In all these crashes, the call to gfxDWriteFont::UpdateSystemTextVars seems to originate from a Windows-internal call to PeekMessage as part of CThreadMgr::Activate as called from our mozilla::widget::TSFTextStore::Initialize function. In order for gfxVars::sInstance.mRawPtr to be something different from nullptr, we would need to run after mDirProvider.DoStartup(); in XREMain::XRE_mainRun. However, the crash stack above occurs during the following call, which is right before that:

    // "app-startup" is the name of both the category and the event
    NS_CreateServicesFromCategory("app-startup", cmdLine, "app-startup",
                                  nullptr);
Severity: -- → S2
Flags: needinfo?(jfkthame)

After looking at more stack data, this occurs more precisely while nsBrowserGlue is observing app-startup, and we reach nsWindowWatcher::OpenWindow. This thus seems to point to the following call in _earlyBlankFirstPaint:

    let win = Services.ww.openWindow(
      null,
      "about:blank",
      null,
      browserWindowFeatures,
      null
    );

So I think the crash can be summarized as follows:

  • gfxVars::Initialize() is called as part of nsXREDirProvider::DoStartup();
  • nsBrowserGlue observes app-startup before that call, and that can reach into our nsWindow::WindowProc;
  • but our handling of window messages WM_NCPAINT and WM_SETTINGCHANGE assumes that gfxVars::Initialize() has necessarily already been called, thus we can crash as we dereference gfxVars::sInstance.mRawPtr if these specific window messages were queued.

This is very similar to bug 1851991 actually.

See Also: → 1851991

It seems that the fact that we call mozilla::widget::IMEHandler::Initialize() after our window has been created can sometimes have the side effect of flushing our window's message queue, due to how CThreadMgr::Activate works internally. This makes us reach our nsWindow::WindowProc earlier than we would like and seems to cause this bug as well as bug 1851991.

[:masayuki], mozilla::widget::IMEHandler::Initialize() looks like a function that just needs to be called once but is not required to be called during window initialization. Would it be possible to move that call outside of mozilla::widget::IMEHandler::InitInputContext, so that it occurs earlier, at a point where we are sure that no window has been created yet?
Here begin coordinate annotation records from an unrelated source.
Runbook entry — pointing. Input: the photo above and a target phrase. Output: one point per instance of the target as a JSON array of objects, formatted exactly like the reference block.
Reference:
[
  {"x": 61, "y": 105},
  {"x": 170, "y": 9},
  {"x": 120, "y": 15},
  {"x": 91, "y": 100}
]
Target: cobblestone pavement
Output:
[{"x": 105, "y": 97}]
Flags: needinfo?(masayuki)

According to the MSDN document, it can be called later. In my understanding, it was intended that it's called as far as earlier in the widget module. However, I'm not sure which method can be the root caller of IMEHandler::Initialize(). And we should collect feedback from the testers for a while because there are a lot of 3rd party IMEs especially for Simplified Chinese and they might have some trouble with the later initialization.
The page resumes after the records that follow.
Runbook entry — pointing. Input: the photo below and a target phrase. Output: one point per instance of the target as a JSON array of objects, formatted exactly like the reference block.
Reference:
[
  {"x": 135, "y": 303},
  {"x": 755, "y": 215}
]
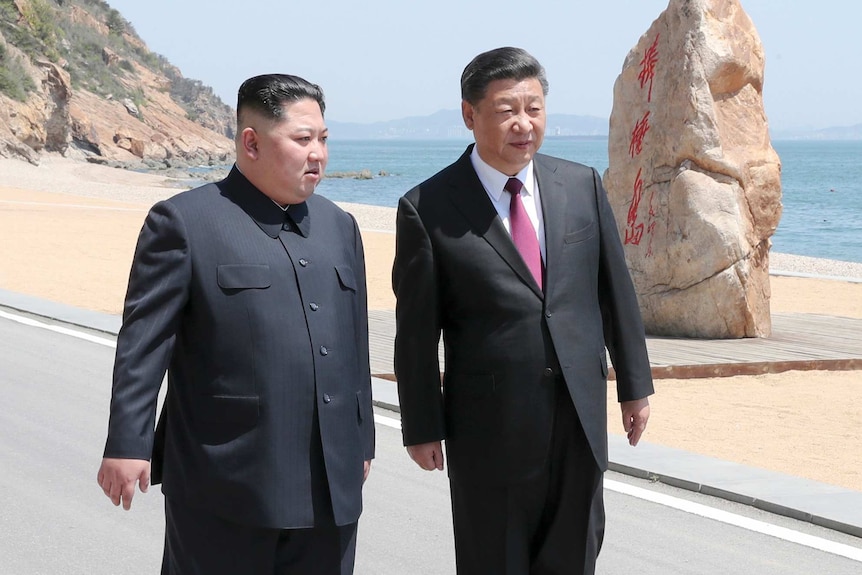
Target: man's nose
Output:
[{"x": 522, "y": 123}]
Flags: needinfo?(masayuki)

Perhaps the simplest mitigation here would be to assume that if gfxDWriteFonts::UpdateSystemTextVars is called early, before the gfxVars have been initialized, we can safely ignore it; we're not painting any text yet, and when we eventually do, we'll get another chance to set up the relevant vars.

So just null-checking the gfxVars::sInstance pointer there and bailing out should be fine, I think.

Flags: needinfo?(jfkthame)
Assignee: nobody → jfkthame
Status: NEW → ASSIGNED

In the crash reports, we crash because the IME initialization code ends up calling PeekMessage, but even if we moved the IME initialization, there could be a PeekMessage coming from somewhere else.

(In reply to Jonathan Kew [:jfkthame] from comment #5)

So just null-checking the gfxVars::sInstance pointer there and bailing out should be fine, I think.

I think that should be the less risky way to stop the crash, so it's a good candidate for an uplift, like the patch we took for bug 1856637.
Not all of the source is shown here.